Ministros vendiendo humo
Desde que se tocó a rebato desde Moncloa, pasando por Génova, algunos ministros se han lanzado a tumba abierta a vender lo que sea, incluso humo, con tal de proclamar a los cuatro vientos las excelencias de su departamento en los últimos días o meses, aunque no las haya habido.
En esa idea, el ministro de justicia, José María Michavila, el pasado 26 de diciembre presentó el balance de su departamento del último año, a pesar de que no lo ha ocupado todo ese periodo. Sin embargo, llaman poderosamente la atención las cifras aportadas por el señor Michavila, sobre todo teniendo en cuenta que su departamento, para bien o para mal, se ocupa de una materia de conocimiento restringido por su carácter de especialización.
Posiblemente, al amparo de este desconocimiento social bastantes generalizado, el señor Michavila aporta datos que merecen ser matizados, pues no hay mayor mentira que una verdad a medias.
El ministro nos aporta unas cifras de jueces que aun siendo reales en los fríos números, no son efectivas. Dice el señor ministro que en España hay 4.029 jueces profesionales y 7.678 de paz. No miente al dar estas cifras, pero sí confunde a la opinión pública al no explicar que los últimos, desde la despenalización de las faltas operada por la reforma del Código Penal en 1989, se quedaron sin competencias en esta materia, mientras que en civil únicamente pueden conocer de reclamaciones inferiores a noventa euros, es decir, en la práctica ninguna.
Esta es la realidad de nuestro país en el que la vieja justicia municipal regulada por la Ley de Bases de 1944 se agotó implícitamente con la unificación de las carreras judiciales y de manera explícita en la Ley Orgánica del Poder Judicial de 1985, desaparición que se materializó a final de 1989 con la Ley de Planta y Demarcación Judicial.
Esta realidad objetiva es la que de forma persistente nos lleva a establecer una proporción real juez ciudadano fijándola en 10,07 jueces por cada 100.000 ciudadanos, y no la que engañosamente aportó el ministro (28,69 por cada 100.000) para colocar a nuestro país de forma tremendamente voluntarista a la cabeza de todos los países de nuestro entorno.
Dos datos más a tener en cuenta: por una parte, la memoria del Consejo General del Poder Judicial del año 2002 cifra la proporción en 10 jueces por cada 100.000 habitantes, y es de suponer que el órgano de gobierno de la justicia algo debe saber de eso.
Por otra, en su apreciación comparativa, al difundir los datos de otros países el señor ministro no hace mención a que, por ejemplo, en Inglaterra y Gales existe una justicia de paz o de barrio efectiva, que funciona incluso en las grandes capitales.

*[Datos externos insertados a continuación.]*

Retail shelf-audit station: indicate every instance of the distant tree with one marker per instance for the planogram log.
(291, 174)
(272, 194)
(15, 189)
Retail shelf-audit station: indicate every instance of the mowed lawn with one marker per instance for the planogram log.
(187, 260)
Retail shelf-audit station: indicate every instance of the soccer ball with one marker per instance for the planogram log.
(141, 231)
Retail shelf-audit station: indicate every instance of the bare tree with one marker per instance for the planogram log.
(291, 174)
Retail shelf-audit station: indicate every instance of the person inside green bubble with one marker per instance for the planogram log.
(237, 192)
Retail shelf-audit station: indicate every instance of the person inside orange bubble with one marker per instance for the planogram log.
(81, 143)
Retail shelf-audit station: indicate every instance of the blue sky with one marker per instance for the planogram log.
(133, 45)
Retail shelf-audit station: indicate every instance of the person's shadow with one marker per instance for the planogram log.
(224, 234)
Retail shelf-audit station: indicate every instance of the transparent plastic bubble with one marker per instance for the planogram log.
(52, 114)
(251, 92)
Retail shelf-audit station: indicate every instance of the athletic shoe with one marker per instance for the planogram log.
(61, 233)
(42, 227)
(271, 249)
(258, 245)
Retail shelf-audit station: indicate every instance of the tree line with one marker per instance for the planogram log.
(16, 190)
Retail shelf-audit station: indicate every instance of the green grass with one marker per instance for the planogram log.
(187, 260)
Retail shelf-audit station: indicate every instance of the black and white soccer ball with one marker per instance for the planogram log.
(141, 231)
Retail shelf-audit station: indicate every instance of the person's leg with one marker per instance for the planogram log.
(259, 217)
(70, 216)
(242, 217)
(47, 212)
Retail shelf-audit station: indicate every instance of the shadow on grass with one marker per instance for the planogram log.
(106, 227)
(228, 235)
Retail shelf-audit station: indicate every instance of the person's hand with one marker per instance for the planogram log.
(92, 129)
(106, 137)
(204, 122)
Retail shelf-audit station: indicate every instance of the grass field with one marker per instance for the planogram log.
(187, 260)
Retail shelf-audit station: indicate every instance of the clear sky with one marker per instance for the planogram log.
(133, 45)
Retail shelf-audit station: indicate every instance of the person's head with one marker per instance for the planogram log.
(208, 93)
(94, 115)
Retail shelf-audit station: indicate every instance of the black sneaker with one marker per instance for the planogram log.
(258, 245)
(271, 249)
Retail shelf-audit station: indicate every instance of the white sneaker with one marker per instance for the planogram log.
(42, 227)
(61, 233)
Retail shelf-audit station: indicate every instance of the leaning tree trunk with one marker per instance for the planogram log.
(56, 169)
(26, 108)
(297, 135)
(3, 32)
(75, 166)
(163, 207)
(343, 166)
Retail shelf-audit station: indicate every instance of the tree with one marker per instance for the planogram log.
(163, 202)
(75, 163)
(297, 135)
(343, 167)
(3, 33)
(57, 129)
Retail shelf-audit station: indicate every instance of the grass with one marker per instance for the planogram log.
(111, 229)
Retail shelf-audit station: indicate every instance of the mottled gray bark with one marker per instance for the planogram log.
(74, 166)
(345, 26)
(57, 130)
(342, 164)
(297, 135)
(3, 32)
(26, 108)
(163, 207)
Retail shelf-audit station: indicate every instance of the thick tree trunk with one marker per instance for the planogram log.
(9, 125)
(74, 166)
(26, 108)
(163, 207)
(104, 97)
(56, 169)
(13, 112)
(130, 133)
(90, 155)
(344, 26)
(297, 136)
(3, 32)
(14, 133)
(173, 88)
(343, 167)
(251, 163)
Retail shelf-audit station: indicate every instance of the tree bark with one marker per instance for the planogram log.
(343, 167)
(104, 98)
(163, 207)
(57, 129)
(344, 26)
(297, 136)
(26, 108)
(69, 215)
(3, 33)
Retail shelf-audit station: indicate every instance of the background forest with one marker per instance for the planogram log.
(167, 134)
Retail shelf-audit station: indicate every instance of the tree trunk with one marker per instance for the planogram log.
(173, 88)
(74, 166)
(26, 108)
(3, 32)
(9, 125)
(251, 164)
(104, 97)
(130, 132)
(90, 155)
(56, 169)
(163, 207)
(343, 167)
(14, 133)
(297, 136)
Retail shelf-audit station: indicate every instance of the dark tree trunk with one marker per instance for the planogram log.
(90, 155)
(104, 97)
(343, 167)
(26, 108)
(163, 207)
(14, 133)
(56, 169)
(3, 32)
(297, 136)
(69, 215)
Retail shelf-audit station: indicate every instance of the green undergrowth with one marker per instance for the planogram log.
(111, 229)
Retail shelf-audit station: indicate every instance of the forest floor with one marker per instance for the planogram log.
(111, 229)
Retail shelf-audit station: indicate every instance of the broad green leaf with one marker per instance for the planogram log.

Por el contrario, en España no hay jueces de paz en las capitales. Tampoco aclara que en Francia no existe la jurisdicción contencioso-administrativa, a la que España dedica casi 400 jueces, por lo que en el estudio comparado con este último país debería descontarlos.
Otro de los datos aportados de su excelente gestión y la de sus antecesores (pertenecientes, claro está, a su partido) es el aumento presupuestario, haciendo un estudio comparado con los tres últimos años de gestión socialista. No es mi papel entrar en debates políticos, pero no es justo ignorar los hechos ciertos cuando de éxitos se trata, aunque sean imputables a un adversario político, no sólo porque la historia pone a cada uno en su lugar, sino porque objetivamente pueden ser demostrados, y hasta ahora el Boletín Oficial del Estado confirma machaconamente que las mayores inversiones en Justicia en España corresponden al quinquenio 1984-1989, incluso con cifras superiores a la que se fija en el Pacto de Estado por la Justicia que, si bien han de desarrollarse en dos legislaturas, en el prorrateo que debería corresponder a sus dos años de vigencia ya se arrastra déficit y, sin embargo, para el ministro estos dos años son un éxito rotundo.
Quienes tuvimos la suerte de gozar de una infancia en pequeños pueblos recordamos con tremenda curiosidad y como incógnitas no resueltas las visitas de los conocidos como charlatanes, quienes a través de su verborrea fácil encandilaban a las aldeanas para que terminaran comprándoles su producto, hasta el punto de que, por lo que aparentaba ser un precio irrisorio, el charlatán se desprendía de sus cacharros, a veces inservibles.
Pero que era tal la cantidad de artículos que se llevaban a casa las compradoras, que terminaban éstas encantadas con la compra y aquéllos con su baratillo vendido. Al leer la prensa del día 27 de diciembre volví a imaginarme al señor Michavila, no rodeado de periodistas para vender sus excelencias, sino rodeado de aldeanas, vendiendo humo, en lugar de realidades.